Adotado durante a 76ª sessão do Comitê Regional da Organização Mundial da Saúde (OMS) para a África, o Programa de Gestão da Força de Trabalho em Saúde na África (2026-2035) visa transformar os mercados de trabalho do setor de saúde. Os ministros aprovaram um programa de dez anos para treinar, empregar e reter três milhões de trabalhadores de saúde adicionais em um grande impulso para reforçar os sistemas de saúde em todo o continente.

“Nossos Estados-Membros reconheceram que treinar profissionais de saúde é apenas o começo”, disse o Dr. Mohamed Yakub Janabi, diretor regional da OMS para a África. “Este programa transforma evidências em ação concreta e compromisso político em investimentos sustentáveis para a força de trabalho de saúde da África e, em última análise, para a saúde e o bem-estar de nossas populações.”

O compromisso vem enquanto a força de trabalho de saúde da África cresceu significativamente na última década, atingindo quase 5,72 milhões de profissionais em 2024. No entanto, o aumento continua muito aquém do necessário. O continente atualmente tem apenas cerca de 46 por cento dos trabalhadores de saúde necessários para atender às suas necessidades, deixando milhões de pessoas sem acesso adequado a serviços de saúde essenciais. Sem ação decisiva, o déficit pode exceder seis milhões de profissionais até 2035.

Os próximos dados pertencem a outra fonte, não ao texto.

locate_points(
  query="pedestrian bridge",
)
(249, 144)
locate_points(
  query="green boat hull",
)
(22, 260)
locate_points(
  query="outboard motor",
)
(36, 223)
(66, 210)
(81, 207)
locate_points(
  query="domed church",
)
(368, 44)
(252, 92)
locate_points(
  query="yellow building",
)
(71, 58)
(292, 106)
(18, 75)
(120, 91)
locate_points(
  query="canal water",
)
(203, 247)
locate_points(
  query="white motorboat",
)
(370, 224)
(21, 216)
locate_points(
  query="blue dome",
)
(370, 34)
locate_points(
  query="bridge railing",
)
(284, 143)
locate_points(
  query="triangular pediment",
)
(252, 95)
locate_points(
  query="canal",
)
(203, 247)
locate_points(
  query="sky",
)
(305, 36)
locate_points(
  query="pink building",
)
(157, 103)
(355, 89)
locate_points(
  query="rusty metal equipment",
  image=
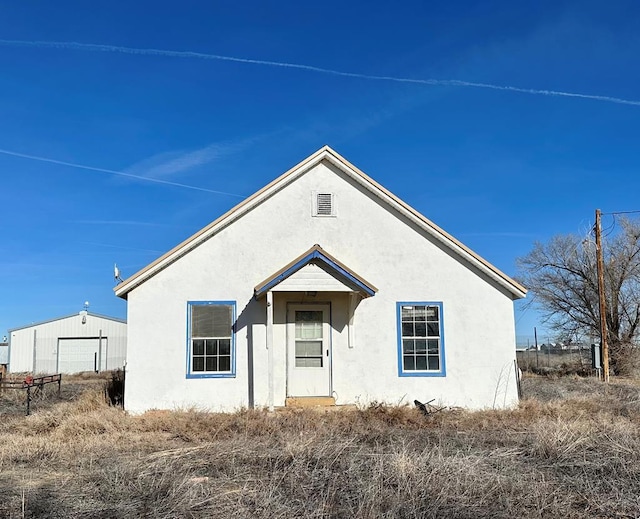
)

Ao mesmo tempo, a África enfrenta um paradoxo impressionante: as instalações de saúde estão lutando com a escassez de pessoal enquanto quase um milhão de profissionais de saúde treinados estão desempregados, com os recém-formados particularmente afetados. Em muitos países, mais da metade dos enfermeiros, médicos e parteiras recém-qualificados não conseguem encontrar trabalho logo após concluírem sua formação.

Para a OMS, a situação ressalta a necessidade de alinhar melhor a educação e a formação com a demanda do mercado de trabalho, a criação de empregos e o financiamento sustentável, enquanto fortalece o planejamento da força de trabalho em longo prazo. O novo programa fornece aos países um roteiro para melhorar o planejamento da força de trabalho, expandir a formação de qualidade, criar mais oportunidades de emprego e reter profissionais qualificados nas áreas onde são mais necessários.

A OMS também destaca o caso econômico para investir em trabalhadores de saúde. Fechar a lacuna da força de trabalho da África exigiria um adicional de US$ 4 a US$ 6 por pessoa por ano. Os retornos potenciais, no entanto, são substanciais. Cada dólar investido em trabalhadores de saúde pode gerar até US$ 10 em benefícios econômicos e cerca de 30 vezes esse valor em retornos sociais mais amplos, através de melhor saúde, maior produtividade e economias mais fortes.

As deliberações sobre as políticas e prioridades são esperadas na reunião de Adis Abeba até 28 de agosto, com decisões moldando a agenda de saúde da região no próximo ano e além, incluindo uma estratégia regional recém-endossada para dar a cada criança o melhor começo de vida possível. A estratégia pede ação coordenada em saúde, nutrição, proteção social, água e saneamento, educação, finanças e outros setores, reconhecendo que nenhum setor sozinho pode atender às necessidades das crianças. No seu cerne está um compromisso de apoiar pais, cuidadores e comunidades, que desempenham o papel mais importante em ajudar as crianças a sobreviver, crescer, aprender e prosperar, de acordo com a OMS.